I thought maybe I could use the kernel from the livecd so i copied it (i think i got the right file "/mnt/cdrom/isolinux/gentoo") to my boot partition and modified grub.conf but using that kernel I get an error like the following

```

Kernel panic - not syncing: No init found.  Try passing init= option to kernel.

Pid: 1, comm: swapper Not tained 2.6.31-gentoo-r6

Call Trace:

......

```

Does anyone have any suggestions on how I can bring my system back without a fresh install?  Not only is the kernel in panic, i am t0o  :Smile: Last edited by BlakeJob on Sun Mar 14, 2010 9:43 pm; edited 1 time in total

----------

## NeddySeagoon

BlakeJob,

Lets take the error messages at face value. init is really called /sbin/init do you have that file ?

If you really had two versions of glibc, your system is very confused as glibc is not slotted. I suspect that glibc is damaged.

Go to tinderbox.dev.gentoo.org and get the binary package for glibc.

Untar it like it was a stage3 to the root of your system.  

With your mounts done and from outside the chroot, thats 

```
tar xjpf <tarball_name> -C /mnt/gentoo
```

Ignore the "extra garbage at end of file ignored" warning.

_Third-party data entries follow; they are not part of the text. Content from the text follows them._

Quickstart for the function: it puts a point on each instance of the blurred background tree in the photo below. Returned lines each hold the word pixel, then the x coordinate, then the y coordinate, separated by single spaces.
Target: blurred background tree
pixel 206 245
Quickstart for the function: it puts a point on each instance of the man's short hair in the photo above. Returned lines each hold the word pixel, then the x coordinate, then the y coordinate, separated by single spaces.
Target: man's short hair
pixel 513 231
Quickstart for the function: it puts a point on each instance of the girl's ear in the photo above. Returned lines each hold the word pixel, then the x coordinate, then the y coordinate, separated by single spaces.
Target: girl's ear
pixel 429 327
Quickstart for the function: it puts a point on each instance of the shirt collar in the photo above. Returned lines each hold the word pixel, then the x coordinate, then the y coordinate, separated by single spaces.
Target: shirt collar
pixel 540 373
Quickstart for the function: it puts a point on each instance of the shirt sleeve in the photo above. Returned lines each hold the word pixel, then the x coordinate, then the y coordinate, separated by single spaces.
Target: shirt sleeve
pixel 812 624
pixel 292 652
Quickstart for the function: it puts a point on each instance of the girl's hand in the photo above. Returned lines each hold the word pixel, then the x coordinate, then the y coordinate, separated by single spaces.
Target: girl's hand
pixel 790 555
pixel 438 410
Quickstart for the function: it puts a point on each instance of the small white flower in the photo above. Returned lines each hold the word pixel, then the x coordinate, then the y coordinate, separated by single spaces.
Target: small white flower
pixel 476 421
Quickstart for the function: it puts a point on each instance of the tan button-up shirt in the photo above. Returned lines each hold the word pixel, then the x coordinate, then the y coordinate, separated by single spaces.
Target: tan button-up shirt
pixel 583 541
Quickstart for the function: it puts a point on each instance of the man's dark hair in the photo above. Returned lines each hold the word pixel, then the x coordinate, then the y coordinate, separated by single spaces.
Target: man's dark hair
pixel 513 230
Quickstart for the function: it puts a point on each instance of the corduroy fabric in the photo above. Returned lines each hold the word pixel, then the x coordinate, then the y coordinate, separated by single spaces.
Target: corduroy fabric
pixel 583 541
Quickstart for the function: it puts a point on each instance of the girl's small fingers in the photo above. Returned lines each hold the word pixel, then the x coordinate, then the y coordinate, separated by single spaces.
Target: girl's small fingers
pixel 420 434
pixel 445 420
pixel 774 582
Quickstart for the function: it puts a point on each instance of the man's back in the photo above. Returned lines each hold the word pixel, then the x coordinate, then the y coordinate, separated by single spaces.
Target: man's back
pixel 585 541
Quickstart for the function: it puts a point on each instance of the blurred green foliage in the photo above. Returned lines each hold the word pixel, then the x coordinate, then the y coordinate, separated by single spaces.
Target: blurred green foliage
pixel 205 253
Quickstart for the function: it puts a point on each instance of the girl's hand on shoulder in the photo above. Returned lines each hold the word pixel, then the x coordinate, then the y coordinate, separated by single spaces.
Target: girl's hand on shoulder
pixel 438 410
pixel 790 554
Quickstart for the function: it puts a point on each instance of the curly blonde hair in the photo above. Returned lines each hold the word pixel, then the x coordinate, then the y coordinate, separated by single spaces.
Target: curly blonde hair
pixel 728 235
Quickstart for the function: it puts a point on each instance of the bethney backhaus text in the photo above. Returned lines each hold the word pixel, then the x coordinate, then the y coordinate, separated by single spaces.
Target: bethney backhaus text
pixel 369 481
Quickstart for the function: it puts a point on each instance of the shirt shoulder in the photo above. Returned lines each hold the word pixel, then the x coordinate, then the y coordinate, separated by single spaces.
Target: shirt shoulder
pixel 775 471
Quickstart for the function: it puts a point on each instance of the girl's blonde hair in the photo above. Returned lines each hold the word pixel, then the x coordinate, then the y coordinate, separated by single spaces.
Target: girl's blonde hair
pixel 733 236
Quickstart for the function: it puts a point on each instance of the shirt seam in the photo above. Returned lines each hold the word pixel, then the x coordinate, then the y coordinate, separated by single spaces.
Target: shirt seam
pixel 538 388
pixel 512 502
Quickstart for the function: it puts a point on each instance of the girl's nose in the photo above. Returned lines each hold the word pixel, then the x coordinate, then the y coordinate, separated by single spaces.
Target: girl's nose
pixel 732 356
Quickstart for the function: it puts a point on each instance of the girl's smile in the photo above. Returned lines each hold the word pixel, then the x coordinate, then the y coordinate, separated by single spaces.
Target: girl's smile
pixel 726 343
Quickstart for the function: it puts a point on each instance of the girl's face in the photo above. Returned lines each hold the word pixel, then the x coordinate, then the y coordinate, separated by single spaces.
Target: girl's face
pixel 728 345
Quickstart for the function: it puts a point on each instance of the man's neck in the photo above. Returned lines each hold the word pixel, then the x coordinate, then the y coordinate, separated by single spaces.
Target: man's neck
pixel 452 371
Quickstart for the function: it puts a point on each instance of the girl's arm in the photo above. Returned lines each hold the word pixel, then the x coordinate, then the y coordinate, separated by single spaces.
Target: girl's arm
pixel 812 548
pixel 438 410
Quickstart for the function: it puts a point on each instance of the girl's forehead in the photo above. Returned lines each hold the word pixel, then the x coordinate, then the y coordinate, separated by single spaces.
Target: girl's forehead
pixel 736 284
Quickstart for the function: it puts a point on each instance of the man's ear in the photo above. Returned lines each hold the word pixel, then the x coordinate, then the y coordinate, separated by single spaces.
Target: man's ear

Now try to chroot - using your new glibc.

If that works, build your own glibc

----------

## BlakeJob

Neddy,

Thank you for your quick reply.  I do have /sbin/init.

I'm looking for the binary glibc but I am unable to find it on tinderbox.dev.gentoo.org.  Would you be help point me where to get the binary from that website?  I'm looking around http://tinderbox.dev.gentoo.org/portage/sys-libs/glibc/ but I'm not seeing any tar files to download.

-Blake

----------

## NeddySeagoon

BlakeJob,

Here is the 64 bit sys-libs.

The 32 bit version is in a similar path

You were looking in the ebuilds.

----------

## BlakeJob

I tried the above but was unsuccessful.  It may be that i require further hand holding.

The following are the steps I executed:

booted into windows (I have it setup to dual boot)

downloaded glibc-2.10.1.r1.tbz2

booted with CDROM

mounted root filesystem that I normally boot into when system is working /mnt/normal_root

mounted windows system into /mnt/win

ran tar command exactly as suggested

ignored EOF error

executed chroot "chroot /mnt/normal_root /bin/sh" and continued to receive error stating failed to run /bin/sh

i looked at /mnt/gentoo to see if it had a version chroot I could call but it does not.  Am I missing something?  How would chroot know to use libraries in /mnt/gentoo/?  My guess is your assuming I'm mounting into /mnt/gentoo but if that is what I'm missing I would prefer confirmation before messing my system up even more  :Smile: 

----------

## Hu

 *BlakeJob wrote:*   

> 
> 
> mounted root filesystem that I normally boot into when system is working /mnt/normal_root
> 
> ran tar command exactly as suggested

 

Exactly?  The command posted above assumes that you mounted your broken Gentoo installation at /mnt/gentoo, not at /mnt/normal_root.

 *BlakeJob wrote:*   

> i looked at /mnt/gentoo to see if it had a version chroot I could call but it does not.  Am I missing something?  How would chroot know to use libraries in /mnt/gentoo/?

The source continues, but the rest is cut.